As we take that thirty minute drive that begins on our bumpy county road and ends at the Lord’s House, I investigate my dress boots.
I really need black shoe polish. Or do I?
That scuff mark, boot scar, brings back a painful memory, a fond memory, a hilarious memory. Yeah, a memory can comprise all those feelings. The bad can be good if we look through the right lens.
It all started the day I fell in McDonald’s parking lot on the way to church … Lottie Moon offering day, a year ago. We had just received a good ice storm, and more than wallets and pancakes were flipped that day. After landing on my stomach, 0 to 60, I arrived at church with a busted and bleeding chin, a cut knee, a bruised body, torn jeans, teary eyes.
“Did you inform the restaurant owners?” someone asked.
“No, I love McDonald’s.” I smiled. “I don’t blame them. It wasn’t their fault.”
And every Sunday morning as we arrive there to eat pancakes before church, we all point to the place by the curb where I fell and proclaim, “And there … there I fell.” We smile. We laugh. The girls roll their eyes over our silliness. Relief overcomes. Gratefulness overcomes.
My beloved, scarred jeans hang in the closet. They were my favorite pair.
I don’t pull them out too much these days because I’m from that generation that doesn’t purposely wear holes in their clothes … and that’s an issue hard to overcome.

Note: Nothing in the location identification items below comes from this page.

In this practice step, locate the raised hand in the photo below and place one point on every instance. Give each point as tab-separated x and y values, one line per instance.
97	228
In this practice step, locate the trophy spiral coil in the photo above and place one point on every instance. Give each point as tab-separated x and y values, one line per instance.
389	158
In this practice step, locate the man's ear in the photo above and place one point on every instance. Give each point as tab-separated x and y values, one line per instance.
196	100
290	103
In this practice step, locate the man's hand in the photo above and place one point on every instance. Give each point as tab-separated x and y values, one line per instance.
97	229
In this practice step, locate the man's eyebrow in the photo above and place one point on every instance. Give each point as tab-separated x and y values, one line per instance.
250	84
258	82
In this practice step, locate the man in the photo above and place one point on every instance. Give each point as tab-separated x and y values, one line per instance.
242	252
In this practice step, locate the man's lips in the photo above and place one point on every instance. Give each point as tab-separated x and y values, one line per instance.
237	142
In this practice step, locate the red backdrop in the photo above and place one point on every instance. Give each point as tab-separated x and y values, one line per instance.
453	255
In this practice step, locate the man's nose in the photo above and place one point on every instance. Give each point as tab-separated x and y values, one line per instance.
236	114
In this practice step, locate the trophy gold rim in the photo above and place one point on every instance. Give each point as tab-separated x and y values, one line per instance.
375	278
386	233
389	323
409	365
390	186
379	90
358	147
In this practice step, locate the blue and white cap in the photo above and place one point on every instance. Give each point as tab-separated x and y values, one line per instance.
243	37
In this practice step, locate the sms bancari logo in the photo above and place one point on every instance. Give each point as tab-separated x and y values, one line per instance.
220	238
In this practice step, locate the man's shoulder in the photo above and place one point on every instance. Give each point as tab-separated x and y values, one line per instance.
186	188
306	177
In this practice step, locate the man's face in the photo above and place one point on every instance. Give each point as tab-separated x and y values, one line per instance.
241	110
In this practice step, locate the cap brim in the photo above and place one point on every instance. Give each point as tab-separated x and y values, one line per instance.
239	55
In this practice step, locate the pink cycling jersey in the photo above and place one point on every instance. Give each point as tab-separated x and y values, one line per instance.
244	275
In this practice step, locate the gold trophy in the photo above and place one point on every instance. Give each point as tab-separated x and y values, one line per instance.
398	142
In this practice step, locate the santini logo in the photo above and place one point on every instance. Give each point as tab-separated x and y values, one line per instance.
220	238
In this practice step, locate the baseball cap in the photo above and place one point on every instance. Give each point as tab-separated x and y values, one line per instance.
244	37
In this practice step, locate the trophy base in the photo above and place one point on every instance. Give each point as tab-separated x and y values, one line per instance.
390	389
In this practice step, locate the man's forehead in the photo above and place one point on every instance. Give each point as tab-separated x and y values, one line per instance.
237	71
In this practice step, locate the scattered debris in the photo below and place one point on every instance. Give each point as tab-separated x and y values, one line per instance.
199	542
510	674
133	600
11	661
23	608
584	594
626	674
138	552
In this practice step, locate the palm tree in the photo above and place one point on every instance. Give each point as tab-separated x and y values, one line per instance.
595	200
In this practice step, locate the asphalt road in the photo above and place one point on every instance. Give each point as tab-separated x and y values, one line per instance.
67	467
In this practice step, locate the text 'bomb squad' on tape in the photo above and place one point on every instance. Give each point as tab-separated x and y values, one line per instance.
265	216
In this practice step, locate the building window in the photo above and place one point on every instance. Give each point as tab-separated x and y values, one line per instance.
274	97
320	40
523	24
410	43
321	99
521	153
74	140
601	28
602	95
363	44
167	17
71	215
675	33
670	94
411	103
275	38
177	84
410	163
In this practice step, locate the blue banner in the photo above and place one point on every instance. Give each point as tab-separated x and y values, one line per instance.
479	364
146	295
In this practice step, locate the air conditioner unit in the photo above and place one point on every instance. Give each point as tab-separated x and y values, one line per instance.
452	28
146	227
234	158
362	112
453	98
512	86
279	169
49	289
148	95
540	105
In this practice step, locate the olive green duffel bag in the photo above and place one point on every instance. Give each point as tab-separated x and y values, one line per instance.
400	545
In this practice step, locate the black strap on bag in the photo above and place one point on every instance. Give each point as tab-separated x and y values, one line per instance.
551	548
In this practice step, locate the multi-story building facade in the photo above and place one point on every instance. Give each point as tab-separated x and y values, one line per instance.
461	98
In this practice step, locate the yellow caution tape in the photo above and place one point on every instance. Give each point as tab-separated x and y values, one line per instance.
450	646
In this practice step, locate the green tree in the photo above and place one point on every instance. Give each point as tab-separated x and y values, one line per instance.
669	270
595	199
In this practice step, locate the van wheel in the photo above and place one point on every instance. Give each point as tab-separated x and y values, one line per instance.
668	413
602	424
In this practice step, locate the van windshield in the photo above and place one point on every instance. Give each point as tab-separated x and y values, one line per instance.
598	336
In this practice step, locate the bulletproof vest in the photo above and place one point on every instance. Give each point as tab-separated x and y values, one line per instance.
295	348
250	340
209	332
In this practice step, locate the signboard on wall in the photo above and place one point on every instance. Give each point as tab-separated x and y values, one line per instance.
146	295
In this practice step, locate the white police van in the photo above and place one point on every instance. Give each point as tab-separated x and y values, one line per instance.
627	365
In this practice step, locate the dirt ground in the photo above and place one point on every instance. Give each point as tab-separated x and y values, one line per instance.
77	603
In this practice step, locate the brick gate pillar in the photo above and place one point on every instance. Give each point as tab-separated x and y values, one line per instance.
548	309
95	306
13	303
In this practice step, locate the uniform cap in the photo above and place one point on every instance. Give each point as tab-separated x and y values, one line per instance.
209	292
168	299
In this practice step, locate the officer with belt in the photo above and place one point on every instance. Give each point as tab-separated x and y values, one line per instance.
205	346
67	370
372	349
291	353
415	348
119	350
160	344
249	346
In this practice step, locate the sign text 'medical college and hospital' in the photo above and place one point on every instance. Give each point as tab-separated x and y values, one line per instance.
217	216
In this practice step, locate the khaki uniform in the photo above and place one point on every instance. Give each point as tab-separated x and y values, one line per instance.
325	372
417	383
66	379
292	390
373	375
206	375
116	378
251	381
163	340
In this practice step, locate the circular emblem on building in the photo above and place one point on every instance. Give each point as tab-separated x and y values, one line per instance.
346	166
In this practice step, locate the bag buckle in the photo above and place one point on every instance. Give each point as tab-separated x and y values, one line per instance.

It wasn’t long after the fall that my appendix had to be removed (and three more minor organs due to the appendix infection). And regardless of what any doctor says, I’ll always wonder if the two incidents were connected. If one caused the other. So when I see my boot and denim scars, not only do I remember the fall, but I remember the surgery scars, as well. They were so closely together.
And with those scars, I don’t remember only the bad. I remember the healing. And why, when I was in that hospital, my big-as-a-grizzly-bear, soft-hearted-as-a-Teddy-bear uncle drove three hours to visit and bring me flowers. He still calls me “baby” and uses a voice with me like he’s talking to a small child. Tender. Caring. He came all that way because he loved me.
Another man came all that way because He loved me, too. Because He loved you. Not just any man. A God-man. Jesus. “For God so loved the world” began in Heaven and descended to a manger scene.
He hung “there” scarred in both hands and both feet. Damaged. Torn. His scars remain. No, they are not covered over. Jesus’ scars are scarlet reminders forever covering our wrongs made right.
A mixture of feelings co-exist. Heart pain for His journey, but gratefulness for my journey. Why, there’d be no John 3:16 without Him.
Do you wonder how He feels about it? When He sees the scars, does He think of you and me? Would He take the fall for our fall again? Does He look, point to the spot, and say, “And there … there I fell”? Does He look through His eternal lens and say, “It wasn’t their fault. I don’t blame them. Why, I love them“? And then smile.